Even when female CEOs break through the glass ceiling, the boards overseeing them often reflect a subtler sexism that affects relationships and, ultimately, performance, according to new research from the University of Georgia.
“We spend a lot of time thinking about why females aren’t represented in the C-suite, but very rarely do we turn the corner and say, but what is it like when they get to the top?” said Abbie Griffith Oliver of UGA’s Terry College of Business. “The women who are in the executive suite, who have been successful, who broke that glass ceiling, what’s it like for them now that they’re there?”
In a study published in Strategic Management Journal, Oliver and her co-authors found that female CEOs are more frequently subjected to “benevolent sexism” from their companies’ boards of directors. And they are 50 percent more likely than their male peers to have collaborative relationships with board chairpersons, rather than relationships that focus more on monitoring CEO performance.
“Benevolent sexism” refers to the stereotypically favorable, but potentially patronizing attitudes people have toward women, often treating them as a lower status group the way a father might treat a child.
“When approached by a female CEO and a male CEO with the same characteristics, board chairpersons are much more likely to view a female CEO as a steward of the firm, someone who is not a major risk, but also as someone who may need an extra hand in some areas,” Oliver said. “Whereas, they’re more likely to see a male CEO as someone who is more likely to take risks, is more assertive, and needs to be monitored and disciplined.”
The relationship between a board chair and CEO is essential to how a company operates, Oliver said.

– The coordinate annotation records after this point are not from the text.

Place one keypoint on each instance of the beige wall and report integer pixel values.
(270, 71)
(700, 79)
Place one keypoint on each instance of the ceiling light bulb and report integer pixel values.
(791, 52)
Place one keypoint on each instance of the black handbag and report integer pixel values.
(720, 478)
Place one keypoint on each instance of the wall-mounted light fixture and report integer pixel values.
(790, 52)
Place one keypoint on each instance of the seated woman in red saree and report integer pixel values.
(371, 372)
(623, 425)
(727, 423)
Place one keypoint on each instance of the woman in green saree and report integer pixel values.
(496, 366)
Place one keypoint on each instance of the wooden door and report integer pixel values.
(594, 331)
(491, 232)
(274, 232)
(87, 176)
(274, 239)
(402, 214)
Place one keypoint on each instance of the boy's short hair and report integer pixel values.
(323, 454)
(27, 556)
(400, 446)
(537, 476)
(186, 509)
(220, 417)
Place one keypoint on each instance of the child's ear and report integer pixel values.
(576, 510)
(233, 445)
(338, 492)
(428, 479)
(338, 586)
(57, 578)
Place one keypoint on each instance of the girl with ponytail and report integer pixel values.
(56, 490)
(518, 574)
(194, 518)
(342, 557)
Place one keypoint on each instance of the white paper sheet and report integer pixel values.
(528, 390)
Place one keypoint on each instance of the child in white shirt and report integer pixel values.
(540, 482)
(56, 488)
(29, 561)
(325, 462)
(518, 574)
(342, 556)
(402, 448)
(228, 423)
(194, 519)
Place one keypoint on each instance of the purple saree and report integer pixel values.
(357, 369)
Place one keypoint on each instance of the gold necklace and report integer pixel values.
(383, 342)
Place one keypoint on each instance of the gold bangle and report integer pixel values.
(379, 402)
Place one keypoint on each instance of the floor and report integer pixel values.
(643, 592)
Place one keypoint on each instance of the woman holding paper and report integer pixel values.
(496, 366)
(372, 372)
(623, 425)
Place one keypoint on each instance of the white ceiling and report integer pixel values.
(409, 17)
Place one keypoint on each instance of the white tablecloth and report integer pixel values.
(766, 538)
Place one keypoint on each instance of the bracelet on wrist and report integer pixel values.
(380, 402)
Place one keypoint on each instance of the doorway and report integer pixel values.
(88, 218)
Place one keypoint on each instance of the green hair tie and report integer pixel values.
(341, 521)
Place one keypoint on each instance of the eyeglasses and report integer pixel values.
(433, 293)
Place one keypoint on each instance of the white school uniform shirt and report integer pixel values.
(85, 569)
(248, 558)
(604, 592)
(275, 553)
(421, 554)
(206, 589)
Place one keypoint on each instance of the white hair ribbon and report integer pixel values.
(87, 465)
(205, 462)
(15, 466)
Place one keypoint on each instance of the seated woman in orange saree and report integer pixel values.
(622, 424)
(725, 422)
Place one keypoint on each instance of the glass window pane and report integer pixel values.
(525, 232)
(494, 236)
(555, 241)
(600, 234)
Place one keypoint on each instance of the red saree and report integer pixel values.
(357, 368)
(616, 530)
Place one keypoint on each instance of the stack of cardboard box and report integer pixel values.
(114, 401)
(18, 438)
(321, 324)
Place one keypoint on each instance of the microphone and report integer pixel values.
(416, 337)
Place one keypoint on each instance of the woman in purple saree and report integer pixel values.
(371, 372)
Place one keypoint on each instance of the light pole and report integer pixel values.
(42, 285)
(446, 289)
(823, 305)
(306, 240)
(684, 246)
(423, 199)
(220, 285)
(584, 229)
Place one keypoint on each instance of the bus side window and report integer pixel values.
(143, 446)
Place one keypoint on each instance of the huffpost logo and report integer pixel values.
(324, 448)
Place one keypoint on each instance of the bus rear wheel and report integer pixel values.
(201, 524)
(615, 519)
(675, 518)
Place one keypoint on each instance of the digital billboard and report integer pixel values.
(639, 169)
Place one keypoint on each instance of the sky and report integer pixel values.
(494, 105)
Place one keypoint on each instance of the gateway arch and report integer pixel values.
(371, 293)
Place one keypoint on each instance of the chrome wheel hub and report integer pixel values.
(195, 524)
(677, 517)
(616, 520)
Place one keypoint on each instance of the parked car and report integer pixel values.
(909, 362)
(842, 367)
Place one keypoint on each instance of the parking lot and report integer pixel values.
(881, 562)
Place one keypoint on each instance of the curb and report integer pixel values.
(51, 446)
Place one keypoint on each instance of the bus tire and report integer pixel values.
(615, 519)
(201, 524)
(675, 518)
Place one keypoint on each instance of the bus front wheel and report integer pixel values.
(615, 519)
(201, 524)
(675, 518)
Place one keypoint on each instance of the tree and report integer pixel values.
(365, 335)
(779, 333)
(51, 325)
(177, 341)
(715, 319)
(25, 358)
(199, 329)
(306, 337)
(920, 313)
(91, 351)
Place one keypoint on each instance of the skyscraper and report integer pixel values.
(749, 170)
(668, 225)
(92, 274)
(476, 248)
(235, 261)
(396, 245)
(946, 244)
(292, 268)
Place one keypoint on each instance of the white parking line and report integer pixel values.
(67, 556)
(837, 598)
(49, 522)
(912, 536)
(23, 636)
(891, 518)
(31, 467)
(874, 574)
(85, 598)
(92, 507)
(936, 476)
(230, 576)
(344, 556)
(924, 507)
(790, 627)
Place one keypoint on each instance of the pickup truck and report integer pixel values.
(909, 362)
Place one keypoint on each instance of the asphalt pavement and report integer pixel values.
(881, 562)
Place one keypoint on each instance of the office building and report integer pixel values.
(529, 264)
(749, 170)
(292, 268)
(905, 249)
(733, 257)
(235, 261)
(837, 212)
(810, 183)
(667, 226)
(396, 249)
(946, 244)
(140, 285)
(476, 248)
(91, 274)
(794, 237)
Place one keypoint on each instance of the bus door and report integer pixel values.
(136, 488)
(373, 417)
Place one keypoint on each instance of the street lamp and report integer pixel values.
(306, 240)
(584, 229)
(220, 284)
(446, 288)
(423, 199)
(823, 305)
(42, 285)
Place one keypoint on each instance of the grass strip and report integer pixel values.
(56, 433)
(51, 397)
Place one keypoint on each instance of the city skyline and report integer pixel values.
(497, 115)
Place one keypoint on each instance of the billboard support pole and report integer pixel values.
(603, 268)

A collaboration orientation means that the board chair and the CEO will work closely together and share executive duties, while a control orientation gives more freedom and decision-making power to the CEO, but also comes with more monitoring and discipline.
Beyond managerial style
Neither orientation is necessarily better or worse, Oliver said, but the lopsided statistics point to something beyond a personal preference or managerial style.
“People tend to focus on hostile sexism, the overt measures like not hiring women or paying them less. But by the time women get to the top levels, they are qualified and the board wants them to be there. That doesn’t mean that their gender doesn’t influence the way that people interact with them,” she said.
“The benevolent sexism in our society tells us that men are bad but bold and women are wonderful but weak. But in order to maintain their wonderfulness, there’s a sense that women need to be placed on a pedestal or protected, and there are negative ramifications that go along with that. For example, women may not be allowed to take as many risks or be given risky assignments to prove themselves.”
Oliver, a doctoral candidate in UGA’s Department of Management and soon-to-be assistant professor at Georgia State University, and her co-authors studied data from 523 U.S. firms over 10 years. They used documents filed with the Securities and Exchange Commission to gauge whether the board chair-CEO relationships were oriented toward collaboration or control.
The study also found that the more women who held seats on a company’s board of directors, the less likely chairpersons were to form a collaboration-orientation with a female CEO.
“The easiest way to break down stereotyping and discrimination is exposure,” Oliver said. “The more females you get in the room, the less stereotyping behavior we saw. It never completely went away, but each additional female on the board reduced the likelihood of a discrepancy in the board chair-CEO relationship.”
The article, “BS in the Boardroom: Benevolent Sexism and Board Chair Orientations,” was published in the Strategic Management Journal. Oliver’s co-authors are Ryan Krause of Texas Christian University, John Busenbark of the University of Georgia, and Matias Kalm of Arizona State University.